The new plant coming after the company signed an agreement with Japanese major JFE for transfer of technology as well as technical assistance in setting up the new units in their existing Sadur plant on the outskirts of Bellary. JFE has a 15% stake in JSW Steel.
Despite the slump in the domestic auto sector, JSW seem confident about the demand for 980 MPA (Mega Pascal) high grade steel. “Out of the 72 mt of steel produced last year, 4.5 mt was the requirement of the automobile sector. Out of this 20% (high grade steel) is imported,” GS Rathore, Executive Vice-President of the steel major said here. JSW became the first steel maker in the country to launch this technology where both galvanised and galvannealed categories will be produced.
It is looking to provide foreign exchange respite to car makers here which (in JSW’s opinion) will bring down the cost of the car for the consumers itself. According to the company, car makers like Toyota, Nissan, Maruti and Honda among others have shown interest in taking the technology forward. JSW will first start with supply to the tube industry, engineering and other products like white goods that do not have any approval period.
CRM-2 can be used for outer panels in cars where more strength is required while CRM-1 (480MP) is used for internal parts of the automobile. Vinod Nowal, Deputy Managing Director of the company said that car manufacturers can save upto 10-15%. This would help bring down prices for the consumer who has been delaying purchase due to high initial cost as well as high ownership costs. JSW spent $700 million (`4,500 crore) for the new CRM-2 plant. Nowal said that they plan to reach 2.3 mtpa within the next one year. Their CRM-1 plant has a capacity of 1.2 mtpa and is currently running under full capacity.

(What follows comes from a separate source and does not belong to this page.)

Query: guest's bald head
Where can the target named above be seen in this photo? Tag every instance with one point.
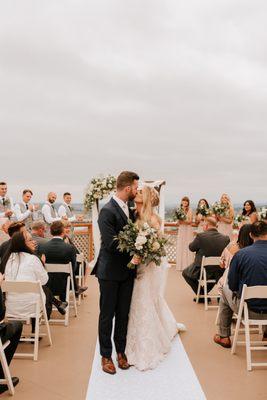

On their requirement of iron ore, Nowal said that they required close to 20 mpta of ore but there was production of only around 18-19 mtpa in the state. He said that the company’s plan to invest `16,000 crore to add another 6 mtpa is on hold as they are unable to get captive mines. It is paying a premium for ore produced in Karnataka as the base price is over `3,800 per tonne when compared to `1,800 in Odisha, Chattisgarh and Jharkand which also produce high grade 63.5% ore. It gets at least 25% of their ore from Odisha and Jharkhand, Nowal said.